= Charles Boner =

English writer and poet (1815–1870)

Charles Boner (1815–1870) was an English travel writer, poet and translator.

==Life==
He was the second child and only son of Charles Boner, of Bath, Somerset, who died at Twickenham, 14 Aug. 1833, and was born at Weston, near Bath, 29 April 1815. He was educated at Bath from 1825 to 1827, and then at Tiverton grammar school from 1827 to 1829. From 1831 to 1837 he was tutor to the two elder sons of John Constable the painter.

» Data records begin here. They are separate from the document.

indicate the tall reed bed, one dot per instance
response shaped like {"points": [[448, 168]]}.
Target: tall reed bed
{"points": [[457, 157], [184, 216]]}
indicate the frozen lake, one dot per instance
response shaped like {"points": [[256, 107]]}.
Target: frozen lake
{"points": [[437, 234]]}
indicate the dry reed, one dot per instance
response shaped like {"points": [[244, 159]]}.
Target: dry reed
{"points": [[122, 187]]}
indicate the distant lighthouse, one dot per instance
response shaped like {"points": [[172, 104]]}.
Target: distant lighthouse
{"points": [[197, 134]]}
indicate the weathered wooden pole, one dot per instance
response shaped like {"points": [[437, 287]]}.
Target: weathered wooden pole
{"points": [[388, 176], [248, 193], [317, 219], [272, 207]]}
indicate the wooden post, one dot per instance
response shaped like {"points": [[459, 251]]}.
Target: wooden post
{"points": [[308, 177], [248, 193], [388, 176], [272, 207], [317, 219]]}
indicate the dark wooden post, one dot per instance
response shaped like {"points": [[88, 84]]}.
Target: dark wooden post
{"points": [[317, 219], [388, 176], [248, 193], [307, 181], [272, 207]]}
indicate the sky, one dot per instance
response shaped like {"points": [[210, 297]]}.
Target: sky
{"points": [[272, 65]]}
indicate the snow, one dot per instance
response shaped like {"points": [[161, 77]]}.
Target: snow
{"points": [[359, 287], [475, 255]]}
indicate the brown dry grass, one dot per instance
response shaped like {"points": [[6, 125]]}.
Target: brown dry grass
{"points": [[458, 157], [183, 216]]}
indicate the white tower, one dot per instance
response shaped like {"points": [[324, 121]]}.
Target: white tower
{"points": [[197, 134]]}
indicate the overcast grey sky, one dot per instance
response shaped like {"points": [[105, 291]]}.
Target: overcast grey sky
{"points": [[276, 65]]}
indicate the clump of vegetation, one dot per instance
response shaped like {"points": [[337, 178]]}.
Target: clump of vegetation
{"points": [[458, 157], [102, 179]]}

After his mother's death in 1839, Boner accepted an invitation from August, Freiherr von Dörnberg to reside with him in Germany. Some time later, having learned German, he accompanied the baron to Regensburg, where he had the offer of a post in the family of Maximilian Karl, 6th Prince of Thurn and Taxis. Boner became a lifelong friend of the prince, mixed in society, and spent twenty years in the family household at Regensburg. He visited William Wordsworth at Grasmere in 1844; and in 1845 he made the acquaintance of Mary Russell Mitford, with whom he carried on a literary correspondence for ten years.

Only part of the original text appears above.